Häufig gestellte Fragen
Worum geht es in dieser Seminararbeit grundsätzlich?
Die Arbeit analysiert, wie Menschen ihr Selbstbild in sozialen und beruflichen Netzwerken präsentieren, basierend auf sozialpsychologischen Identitätstheorien.
Welche zentralen Themenfelder werden behandelt?
Zu den Schwerpunkten gehören das Selbstkonzept, die Theorie der sozialen Identität sowie die praktische Anwendung von Impression Management in sozialen Medien.

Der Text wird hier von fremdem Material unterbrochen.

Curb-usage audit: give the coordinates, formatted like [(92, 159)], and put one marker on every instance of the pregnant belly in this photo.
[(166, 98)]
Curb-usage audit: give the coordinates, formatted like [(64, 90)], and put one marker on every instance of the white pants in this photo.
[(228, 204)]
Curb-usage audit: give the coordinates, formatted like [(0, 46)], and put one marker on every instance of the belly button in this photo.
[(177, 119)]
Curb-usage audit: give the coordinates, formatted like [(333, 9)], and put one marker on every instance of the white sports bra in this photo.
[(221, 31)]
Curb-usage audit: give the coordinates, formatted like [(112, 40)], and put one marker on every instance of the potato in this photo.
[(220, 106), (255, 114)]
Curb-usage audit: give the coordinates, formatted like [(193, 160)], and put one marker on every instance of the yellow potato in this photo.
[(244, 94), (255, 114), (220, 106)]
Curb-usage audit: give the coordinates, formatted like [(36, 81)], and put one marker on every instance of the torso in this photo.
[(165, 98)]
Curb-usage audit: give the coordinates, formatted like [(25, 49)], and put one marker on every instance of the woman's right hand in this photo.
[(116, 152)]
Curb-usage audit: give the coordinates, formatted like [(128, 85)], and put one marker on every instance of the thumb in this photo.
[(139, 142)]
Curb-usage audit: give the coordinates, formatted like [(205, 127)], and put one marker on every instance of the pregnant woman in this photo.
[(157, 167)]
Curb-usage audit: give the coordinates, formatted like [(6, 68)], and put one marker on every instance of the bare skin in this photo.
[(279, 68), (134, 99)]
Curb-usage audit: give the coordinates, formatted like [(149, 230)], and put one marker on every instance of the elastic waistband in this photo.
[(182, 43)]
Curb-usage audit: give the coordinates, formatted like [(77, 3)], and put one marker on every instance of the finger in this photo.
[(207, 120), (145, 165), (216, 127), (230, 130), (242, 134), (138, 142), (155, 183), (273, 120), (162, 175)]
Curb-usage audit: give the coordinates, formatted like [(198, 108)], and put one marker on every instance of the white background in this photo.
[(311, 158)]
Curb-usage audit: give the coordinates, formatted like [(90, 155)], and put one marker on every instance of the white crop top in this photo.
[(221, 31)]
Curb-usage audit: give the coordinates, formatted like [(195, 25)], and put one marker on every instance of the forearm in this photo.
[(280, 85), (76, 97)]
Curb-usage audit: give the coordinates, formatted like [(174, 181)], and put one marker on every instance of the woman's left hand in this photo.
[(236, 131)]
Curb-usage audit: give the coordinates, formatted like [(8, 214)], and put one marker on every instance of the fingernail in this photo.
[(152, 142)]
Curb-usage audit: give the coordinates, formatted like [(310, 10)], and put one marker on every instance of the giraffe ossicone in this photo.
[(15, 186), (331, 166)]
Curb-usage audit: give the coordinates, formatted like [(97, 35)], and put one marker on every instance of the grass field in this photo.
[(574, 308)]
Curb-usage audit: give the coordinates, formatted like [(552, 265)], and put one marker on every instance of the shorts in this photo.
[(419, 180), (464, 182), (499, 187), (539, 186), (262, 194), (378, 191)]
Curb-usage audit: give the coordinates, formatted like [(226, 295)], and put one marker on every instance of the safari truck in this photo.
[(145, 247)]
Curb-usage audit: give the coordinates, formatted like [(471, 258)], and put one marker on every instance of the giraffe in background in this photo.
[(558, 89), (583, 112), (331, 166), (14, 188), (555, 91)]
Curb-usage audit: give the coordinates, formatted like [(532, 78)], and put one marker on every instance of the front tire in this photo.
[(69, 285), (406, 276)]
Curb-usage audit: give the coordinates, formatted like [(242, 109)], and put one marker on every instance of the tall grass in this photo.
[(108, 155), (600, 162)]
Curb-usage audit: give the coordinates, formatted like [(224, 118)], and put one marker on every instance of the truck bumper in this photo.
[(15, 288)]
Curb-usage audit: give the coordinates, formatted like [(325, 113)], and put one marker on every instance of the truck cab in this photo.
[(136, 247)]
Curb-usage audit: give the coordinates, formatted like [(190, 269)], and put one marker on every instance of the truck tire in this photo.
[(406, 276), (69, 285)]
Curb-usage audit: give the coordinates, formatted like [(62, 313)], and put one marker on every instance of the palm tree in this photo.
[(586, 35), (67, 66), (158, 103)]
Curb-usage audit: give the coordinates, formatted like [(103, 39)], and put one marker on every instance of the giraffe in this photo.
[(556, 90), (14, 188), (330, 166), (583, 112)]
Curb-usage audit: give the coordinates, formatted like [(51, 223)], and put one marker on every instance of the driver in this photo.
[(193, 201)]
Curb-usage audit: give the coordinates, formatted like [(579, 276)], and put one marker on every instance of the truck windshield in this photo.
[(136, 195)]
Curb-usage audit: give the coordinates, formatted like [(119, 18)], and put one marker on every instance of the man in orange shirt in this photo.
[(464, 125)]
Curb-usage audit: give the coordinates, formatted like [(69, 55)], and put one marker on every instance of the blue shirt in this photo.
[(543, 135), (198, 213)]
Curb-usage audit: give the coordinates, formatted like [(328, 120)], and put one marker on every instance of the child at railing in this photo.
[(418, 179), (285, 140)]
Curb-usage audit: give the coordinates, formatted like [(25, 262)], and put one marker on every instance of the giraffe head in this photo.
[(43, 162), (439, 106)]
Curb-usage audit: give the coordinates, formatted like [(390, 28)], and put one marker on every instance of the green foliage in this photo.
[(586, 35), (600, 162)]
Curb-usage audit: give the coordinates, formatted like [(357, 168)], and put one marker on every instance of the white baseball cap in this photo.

Was ist das primäre Ziel der Untersuchung?
Ziel ist es, Unterschiede in der Darstellung auf verschiedenen Netzwerktypen aufzuzeigen und Erfolgsfaktoren für eine wirksame Selbstdarstellung zu definieren.
Welche wissenschaftliche Methode wird verwendet?
Die Arbeit basiert auf einer fundierten Literaturanalyse und einer qualitativen Zuordnung der Quellen.
Was wird im Hauptteil der Arbeit erläutert?
Der Hauptteil gliedert sich in eine theoretische fundierte Auseinandersetzung mit Identitätsprozessen und eine praktische Untersuchung der Selbstdarstellung in digitalen Netzwerken.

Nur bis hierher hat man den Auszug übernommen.